Today, Thursday 5 February is Time To Talk Day, a national event organised by the Time To Change campaign, to encourage people to tackle stigma and speak out about their mental health. The results of a survey conducted by Time To Change, published today, show that 60% of people with a mental health problem wait over a year before telling the people closest to them.
According to the Time To Change survey, 64% of people said the stigma and discrimination around mental health was as bad or worse than the problem itself. Commenting on the results, Time To Change director Sue Barker said: "It's shocking to see that so many people are still waiting over a year to talk to their nearest and dearest – it's hard to imagine this happening with other health issues. We know that talking openly about mental health is a vital first step towards breaking down stigma and discrimination, so we are asking people to take 5 minutes on the 5th February to do just that."
But it's not just friends and family that people put off speaking to about their mental health. Ahead of Time To Talk Day, we've also been thinking a lot about stigma and the role it plays in preventing people from accessing therapy.
With this in mind, we conducted a small online survey asking people what, if anything, had put them off seeking therapy. Tellingly, the responses were split almost equally between difficulties accessing appropriate services on the one hand, and stigma or embarrassment on the other.
The responses related to stigma included: "being judged", "not being taken seriously", "doctors not taking it seriously", "embarrassment" and "everybody thought I was crazy". Besides the attitudes of doctors, a number of respondents also mentioned concerns about what their parents or families would think.

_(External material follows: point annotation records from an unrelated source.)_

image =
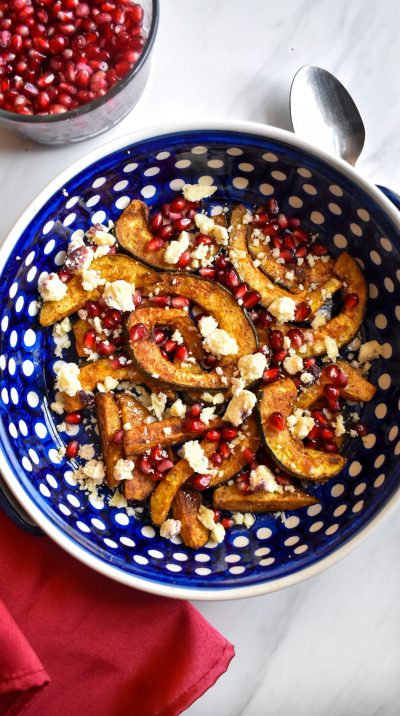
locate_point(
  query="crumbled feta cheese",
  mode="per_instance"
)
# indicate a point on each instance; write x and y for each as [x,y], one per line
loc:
[170,528]
[331,348]
[108,384]
[220,343]
[262,479]
[300,424]
[68,379]
[293,364]
[60,336]
[178,409]
[195,456]
[50,287]
[175,249]
[340,428]
[283,309]
[218,533]
[368,351]
[119,295]
[158,403]
[206,517]
[91,279]
[252,367]
[177,337]
[197,192]
[123,470]
[207,325]
[207,414]
[87,451]
[318,320]
[240,407]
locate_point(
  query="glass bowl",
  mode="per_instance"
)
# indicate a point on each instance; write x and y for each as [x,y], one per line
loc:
[99,115]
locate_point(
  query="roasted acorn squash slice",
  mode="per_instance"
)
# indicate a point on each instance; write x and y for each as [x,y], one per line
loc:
[228,497]
[217,301]
[134,235]
[258,281]
[112,267]
[357,389]
[288,452]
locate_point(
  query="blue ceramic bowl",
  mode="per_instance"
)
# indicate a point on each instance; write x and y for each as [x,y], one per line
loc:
[247,162]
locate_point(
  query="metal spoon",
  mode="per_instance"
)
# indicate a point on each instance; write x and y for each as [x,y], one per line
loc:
[324,114]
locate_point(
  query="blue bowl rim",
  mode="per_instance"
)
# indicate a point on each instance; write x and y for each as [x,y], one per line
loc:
[150,585]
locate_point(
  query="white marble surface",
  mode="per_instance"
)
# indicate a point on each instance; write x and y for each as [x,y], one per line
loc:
[331,645]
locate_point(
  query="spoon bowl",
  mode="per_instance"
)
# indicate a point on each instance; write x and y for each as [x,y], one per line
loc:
[324,113]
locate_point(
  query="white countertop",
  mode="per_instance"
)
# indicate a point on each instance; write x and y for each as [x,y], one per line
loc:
[331,645]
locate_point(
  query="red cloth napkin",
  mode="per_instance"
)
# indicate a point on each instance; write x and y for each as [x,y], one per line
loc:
[75,642]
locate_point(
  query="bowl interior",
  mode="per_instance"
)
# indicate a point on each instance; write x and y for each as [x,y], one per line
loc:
[245,168]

Meanwhile, of the responses related to difficulties accessing therapy, the overwhelming majority of participants referred to long NHS waiting times and waiting lists as a key reason for not having been through therapy.
Responses included: "it being next to impossible to get a psychiatrist", "knowing who to ask", "the time it took to get my first appointment", "long wait for appointment", "lack of therapists" and "the cost of getting help is high."

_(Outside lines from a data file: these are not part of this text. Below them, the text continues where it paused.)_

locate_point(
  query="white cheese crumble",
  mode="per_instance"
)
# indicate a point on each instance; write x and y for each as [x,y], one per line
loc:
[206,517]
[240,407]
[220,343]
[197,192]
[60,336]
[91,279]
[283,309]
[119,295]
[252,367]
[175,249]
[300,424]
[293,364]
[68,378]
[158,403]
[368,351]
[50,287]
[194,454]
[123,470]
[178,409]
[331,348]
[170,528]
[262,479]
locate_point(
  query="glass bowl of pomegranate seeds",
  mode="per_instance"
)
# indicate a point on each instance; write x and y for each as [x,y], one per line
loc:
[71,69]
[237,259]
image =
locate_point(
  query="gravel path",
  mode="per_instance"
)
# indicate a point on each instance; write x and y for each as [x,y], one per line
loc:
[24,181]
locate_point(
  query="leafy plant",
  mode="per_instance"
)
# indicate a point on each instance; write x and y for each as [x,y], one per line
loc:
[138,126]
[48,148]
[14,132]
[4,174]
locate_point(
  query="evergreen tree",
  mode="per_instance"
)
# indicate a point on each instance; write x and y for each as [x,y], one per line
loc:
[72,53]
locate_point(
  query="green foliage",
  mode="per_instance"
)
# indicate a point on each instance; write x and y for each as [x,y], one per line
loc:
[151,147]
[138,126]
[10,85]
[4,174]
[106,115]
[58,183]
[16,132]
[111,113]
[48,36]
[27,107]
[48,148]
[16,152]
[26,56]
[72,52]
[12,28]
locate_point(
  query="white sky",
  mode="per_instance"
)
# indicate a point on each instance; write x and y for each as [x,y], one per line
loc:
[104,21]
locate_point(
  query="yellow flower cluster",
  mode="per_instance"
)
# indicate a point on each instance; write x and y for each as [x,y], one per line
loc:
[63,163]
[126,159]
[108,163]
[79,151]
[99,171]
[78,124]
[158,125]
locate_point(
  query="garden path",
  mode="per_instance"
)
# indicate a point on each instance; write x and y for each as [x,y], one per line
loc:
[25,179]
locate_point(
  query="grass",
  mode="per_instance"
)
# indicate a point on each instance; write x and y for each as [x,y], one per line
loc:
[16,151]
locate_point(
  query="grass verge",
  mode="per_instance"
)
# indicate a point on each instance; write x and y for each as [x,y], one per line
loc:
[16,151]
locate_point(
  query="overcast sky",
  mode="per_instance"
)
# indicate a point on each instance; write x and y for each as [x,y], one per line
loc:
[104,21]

RSCPP Chief Executive Officer (CEO) Richard Snowdon said: "The stigma around mental health is still preventing people with mental health problems from accessing help sooner rather than later. Early intervention is important as it can prevent people from suffering in silence and untreated problems becoming worse. Your mental health is as important as your physical health - you wouldn't wait a year to seek help for a broken leg, so try not to wait too long before seeking help for a mental health problem."